History and memories...

It's hard to let some aspects of my past go. LiveJournal is one of them. I have so many of memories and emotions tied up in this journal, it's hard to let them go or move on in some respects. Much of this journal is wrapped around my struggles and joys of living in SoCal. I documented the aftermath of my first marriage and the loss followed it. I turned to a loose circle of internet friends and associates here as sounding board and it grew into something more. LiveJournal became my first publishing platform and was where I documented so many adventures. Those photos, explorations, shows and events helped me reopen my eyes to the beauty and the joy I felt as a child. I saw the world anew through the lens of a camera.

When the joy went out of SCA events in Caid, I turned to my camera, my journal and my friends here. When I couldn't afford to do things as a single parent, I took my kids out on some amazing and wonderful adventures exploring abandoned and frequently historic places. Those stories and photos feel like yesterday.

And then there was Angie.. I've been gone from SoCal for over 6 years now, and I still think of her every day. Time has healed my heart so many of those memories, those thoughts and feelings are warm and even longing. Yes, I still miss her and doubt I'll ever forget her.

LiveJournal contacts and associations helped me when I got to Huntsville. Some of my long term friends and connections over the years here are from those early connections.

Moving down the path (less traveled)..

So this bring me to the here and the now. When I moved here in 2008, I never expected to become a manager in my day job. Never fathomed that I'd be called a subject matter expert in it either. I watched my daughter not only survive high school, which she dreaded, but move along to become an outstanding Fine Arts major at her University. She'll be a Senior next year. I've watched my son go from a soccer player to a sprinter running with the high school varsity track team as a freshman. He's also on the A-B honor roll and tested in the top 1% of the country in in math and science.

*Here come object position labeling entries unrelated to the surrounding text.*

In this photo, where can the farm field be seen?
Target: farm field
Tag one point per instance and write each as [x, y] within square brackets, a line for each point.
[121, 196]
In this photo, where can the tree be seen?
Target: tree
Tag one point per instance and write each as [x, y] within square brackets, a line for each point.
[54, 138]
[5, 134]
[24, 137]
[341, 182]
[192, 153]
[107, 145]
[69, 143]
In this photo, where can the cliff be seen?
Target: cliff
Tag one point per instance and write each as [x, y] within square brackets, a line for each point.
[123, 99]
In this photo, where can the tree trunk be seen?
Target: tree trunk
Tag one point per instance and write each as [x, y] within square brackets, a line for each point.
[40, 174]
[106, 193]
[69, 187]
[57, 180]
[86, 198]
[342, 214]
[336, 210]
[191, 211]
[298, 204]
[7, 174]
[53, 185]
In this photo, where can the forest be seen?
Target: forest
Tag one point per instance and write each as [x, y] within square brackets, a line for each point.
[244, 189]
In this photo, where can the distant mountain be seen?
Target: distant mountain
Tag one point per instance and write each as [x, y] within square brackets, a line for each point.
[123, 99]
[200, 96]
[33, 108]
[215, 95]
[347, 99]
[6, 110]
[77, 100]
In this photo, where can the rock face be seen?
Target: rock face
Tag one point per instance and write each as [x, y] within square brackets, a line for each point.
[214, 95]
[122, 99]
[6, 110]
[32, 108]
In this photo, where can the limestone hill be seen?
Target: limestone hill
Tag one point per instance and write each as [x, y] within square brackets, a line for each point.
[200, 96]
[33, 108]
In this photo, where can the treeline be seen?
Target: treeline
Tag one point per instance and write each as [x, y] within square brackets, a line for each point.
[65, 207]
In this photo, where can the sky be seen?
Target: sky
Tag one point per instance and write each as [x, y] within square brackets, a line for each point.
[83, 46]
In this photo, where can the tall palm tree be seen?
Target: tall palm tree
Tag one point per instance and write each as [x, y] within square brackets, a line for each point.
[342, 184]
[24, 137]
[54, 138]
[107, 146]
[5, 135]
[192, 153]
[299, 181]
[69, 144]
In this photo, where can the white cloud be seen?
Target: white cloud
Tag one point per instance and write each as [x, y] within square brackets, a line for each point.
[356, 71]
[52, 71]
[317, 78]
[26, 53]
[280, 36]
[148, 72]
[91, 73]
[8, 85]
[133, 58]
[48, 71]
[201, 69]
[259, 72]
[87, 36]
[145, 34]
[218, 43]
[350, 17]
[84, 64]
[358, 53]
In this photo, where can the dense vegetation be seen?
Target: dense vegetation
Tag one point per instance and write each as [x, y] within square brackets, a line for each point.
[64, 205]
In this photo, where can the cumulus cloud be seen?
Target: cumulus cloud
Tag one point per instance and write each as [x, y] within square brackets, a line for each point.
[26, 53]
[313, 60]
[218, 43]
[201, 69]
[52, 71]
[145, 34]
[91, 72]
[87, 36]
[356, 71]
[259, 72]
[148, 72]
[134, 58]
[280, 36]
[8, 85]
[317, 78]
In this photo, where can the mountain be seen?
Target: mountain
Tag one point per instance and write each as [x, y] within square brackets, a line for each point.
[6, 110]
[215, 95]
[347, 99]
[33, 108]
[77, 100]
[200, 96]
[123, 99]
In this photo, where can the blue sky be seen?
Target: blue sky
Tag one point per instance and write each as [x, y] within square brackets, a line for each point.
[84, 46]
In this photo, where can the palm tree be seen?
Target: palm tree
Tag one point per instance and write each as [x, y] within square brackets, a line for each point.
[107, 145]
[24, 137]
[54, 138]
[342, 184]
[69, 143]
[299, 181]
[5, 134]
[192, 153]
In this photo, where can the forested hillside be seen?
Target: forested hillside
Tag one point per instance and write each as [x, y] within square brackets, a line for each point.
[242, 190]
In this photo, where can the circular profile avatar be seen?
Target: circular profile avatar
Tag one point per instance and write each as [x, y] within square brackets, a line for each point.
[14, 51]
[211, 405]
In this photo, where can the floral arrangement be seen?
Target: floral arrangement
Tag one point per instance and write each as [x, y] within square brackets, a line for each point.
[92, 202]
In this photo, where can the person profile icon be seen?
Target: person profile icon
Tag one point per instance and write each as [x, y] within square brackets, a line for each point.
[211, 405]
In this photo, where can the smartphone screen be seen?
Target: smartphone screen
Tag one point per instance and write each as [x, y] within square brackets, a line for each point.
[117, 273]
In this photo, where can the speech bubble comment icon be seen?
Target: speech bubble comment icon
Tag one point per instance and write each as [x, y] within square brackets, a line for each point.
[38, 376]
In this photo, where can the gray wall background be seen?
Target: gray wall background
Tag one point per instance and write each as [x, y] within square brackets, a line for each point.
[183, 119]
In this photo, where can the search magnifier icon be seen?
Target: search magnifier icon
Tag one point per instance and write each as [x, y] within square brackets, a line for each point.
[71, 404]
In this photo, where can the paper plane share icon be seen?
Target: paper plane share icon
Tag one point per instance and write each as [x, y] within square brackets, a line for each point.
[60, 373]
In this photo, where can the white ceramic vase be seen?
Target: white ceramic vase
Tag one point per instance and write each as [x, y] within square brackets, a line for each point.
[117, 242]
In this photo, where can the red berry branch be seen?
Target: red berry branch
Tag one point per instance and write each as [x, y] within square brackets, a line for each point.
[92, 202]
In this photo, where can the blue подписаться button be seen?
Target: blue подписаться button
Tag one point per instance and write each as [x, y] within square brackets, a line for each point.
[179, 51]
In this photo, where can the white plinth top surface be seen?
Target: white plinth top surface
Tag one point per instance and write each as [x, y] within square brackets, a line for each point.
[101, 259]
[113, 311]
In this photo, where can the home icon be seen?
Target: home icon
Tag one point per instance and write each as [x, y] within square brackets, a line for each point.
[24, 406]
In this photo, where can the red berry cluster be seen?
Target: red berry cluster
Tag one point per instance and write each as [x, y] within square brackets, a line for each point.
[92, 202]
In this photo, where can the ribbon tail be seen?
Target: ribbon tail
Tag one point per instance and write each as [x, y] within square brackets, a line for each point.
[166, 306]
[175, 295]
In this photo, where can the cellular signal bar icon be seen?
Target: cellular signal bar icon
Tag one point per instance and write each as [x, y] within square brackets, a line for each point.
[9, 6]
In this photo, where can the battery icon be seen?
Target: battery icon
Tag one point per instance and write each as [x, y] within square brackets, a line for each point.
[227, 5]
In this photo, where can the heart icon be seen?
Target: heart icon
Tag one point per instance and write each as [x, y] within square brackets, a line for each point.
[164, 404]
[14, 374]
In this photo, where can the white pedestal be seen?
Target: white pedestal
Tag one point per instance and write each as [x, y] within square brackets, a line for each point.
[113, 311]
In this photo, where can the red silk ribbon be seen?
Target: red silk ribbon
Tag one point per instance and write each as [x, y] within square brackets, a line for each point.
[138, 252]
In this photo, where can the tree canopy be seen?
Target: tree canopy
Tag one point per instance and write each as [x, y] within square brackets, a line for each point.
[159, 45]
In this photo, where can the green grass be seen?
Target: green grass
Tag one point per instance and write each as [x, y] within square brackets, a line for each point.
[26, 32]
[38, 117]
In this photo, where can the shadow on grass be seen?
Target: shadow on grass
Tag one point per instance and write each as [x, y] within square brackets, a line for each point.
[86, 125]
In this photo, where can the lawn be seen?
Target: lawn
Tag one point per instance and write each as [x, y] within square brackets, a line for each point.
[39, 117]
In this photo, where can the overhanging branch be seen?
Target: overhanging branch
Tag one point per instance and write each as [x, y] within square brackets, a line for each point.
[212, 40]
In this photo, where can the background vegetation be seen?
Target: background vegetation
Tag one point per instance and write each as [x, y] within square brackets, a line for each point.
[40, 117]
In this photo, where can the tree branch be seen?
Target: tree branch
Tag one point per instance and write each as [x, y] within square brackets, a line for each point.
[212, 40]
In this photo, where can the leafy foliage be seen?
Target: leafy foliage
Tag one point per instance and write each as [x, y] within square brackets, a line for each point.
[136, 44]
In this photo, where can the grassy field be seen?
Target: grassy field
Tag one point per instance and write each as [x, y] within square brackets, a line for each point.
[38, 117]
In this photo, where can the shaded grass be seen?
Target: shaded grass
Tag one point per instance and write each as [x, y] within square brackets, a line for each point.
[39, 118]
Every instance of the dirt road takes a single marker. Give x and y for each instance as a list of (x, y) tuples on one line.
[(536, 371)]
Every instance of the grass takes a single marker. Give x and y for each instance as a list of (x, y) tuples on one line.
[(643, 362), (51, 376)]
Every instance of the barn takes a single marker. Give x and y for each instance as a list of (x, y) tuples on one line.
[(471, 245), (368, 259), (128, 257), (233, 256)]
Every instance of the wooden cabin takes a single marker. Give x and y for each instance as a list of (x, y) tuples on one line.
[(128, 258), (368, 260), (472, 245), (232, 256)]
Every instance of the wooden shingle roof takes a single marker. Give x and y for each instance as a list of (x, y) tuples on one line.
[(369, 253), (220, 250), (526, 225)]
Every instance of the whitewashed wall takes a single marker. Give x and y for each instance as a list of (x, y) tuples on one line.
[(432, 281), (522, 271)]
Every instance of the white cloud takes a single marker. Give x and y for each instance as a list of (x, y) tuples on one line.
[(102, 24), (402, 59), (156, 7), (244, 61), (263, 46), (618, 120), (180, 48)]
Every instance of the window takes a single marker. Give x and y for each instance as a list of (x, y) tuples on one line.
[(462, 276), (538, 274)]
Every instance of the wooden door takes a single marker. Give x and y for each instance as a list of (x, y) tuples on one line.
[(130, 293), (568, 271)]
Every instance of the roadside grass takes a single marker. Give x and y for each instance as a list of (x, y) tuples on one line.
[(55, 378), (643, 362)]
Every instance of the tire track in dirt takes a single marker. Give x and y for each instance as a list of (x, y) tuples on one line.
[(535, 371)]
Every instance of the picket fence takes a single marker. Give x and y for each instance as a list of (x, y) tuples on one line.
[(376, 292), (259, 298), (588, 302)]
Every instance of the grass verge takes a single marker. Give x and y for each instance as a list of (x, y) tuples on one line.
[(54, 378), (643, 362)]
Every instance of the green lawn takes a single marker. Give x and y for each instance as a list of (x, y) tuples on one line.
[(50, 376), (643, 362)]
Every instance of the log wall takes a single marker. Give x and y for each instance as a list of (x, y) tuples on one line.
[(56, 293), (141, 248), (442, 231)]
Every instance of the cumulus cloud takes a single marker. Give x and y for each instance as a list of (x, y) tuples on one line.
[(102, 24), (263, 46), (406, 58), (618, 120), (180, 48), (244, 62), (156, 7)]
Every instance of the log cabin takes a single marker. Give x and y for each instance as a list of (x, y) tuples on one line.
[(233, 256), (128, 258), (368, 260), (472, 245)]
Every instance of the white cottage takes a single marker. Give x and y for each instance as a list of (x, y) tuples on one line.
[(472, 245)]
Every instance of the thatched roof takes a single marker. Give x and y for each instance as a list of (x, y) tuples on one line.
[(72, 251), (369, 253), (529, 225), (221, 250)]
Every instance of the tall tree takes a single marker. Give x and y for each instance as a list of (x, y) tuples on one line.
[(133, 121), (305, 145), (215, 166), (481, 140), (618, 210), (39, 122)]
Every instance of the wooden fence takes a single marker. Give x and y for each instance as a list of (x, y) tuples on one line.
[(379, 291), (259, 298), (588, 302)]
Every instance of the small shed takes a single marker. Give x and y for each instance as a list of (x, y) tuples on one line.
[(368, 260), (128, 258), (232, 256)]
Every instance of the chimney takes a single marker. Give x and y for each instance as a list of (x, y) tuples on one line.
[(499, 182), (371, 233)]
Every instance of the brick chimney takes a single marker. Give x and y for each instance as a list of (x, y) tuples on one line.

The step-son is doing well in school and in advanced placement courses, but his habit of acting then thinking is disturbing.

Tammy's medical condition isn't worsening, but isn't improving either. She's taken herself off all her medications in order to purge herself and eliminate the possibility of unforeseen interactions. She's trying to fix a healthy diet but the fatigue and pain is limiting her. Her fading memory is even more disturbing.

Hadn't meant for this to be an introspective post, but there it is. I'm here. I'm alive. I'm not going to guarantee I'll be posting here regularly, but I'm not gone. Life is keeping me busy.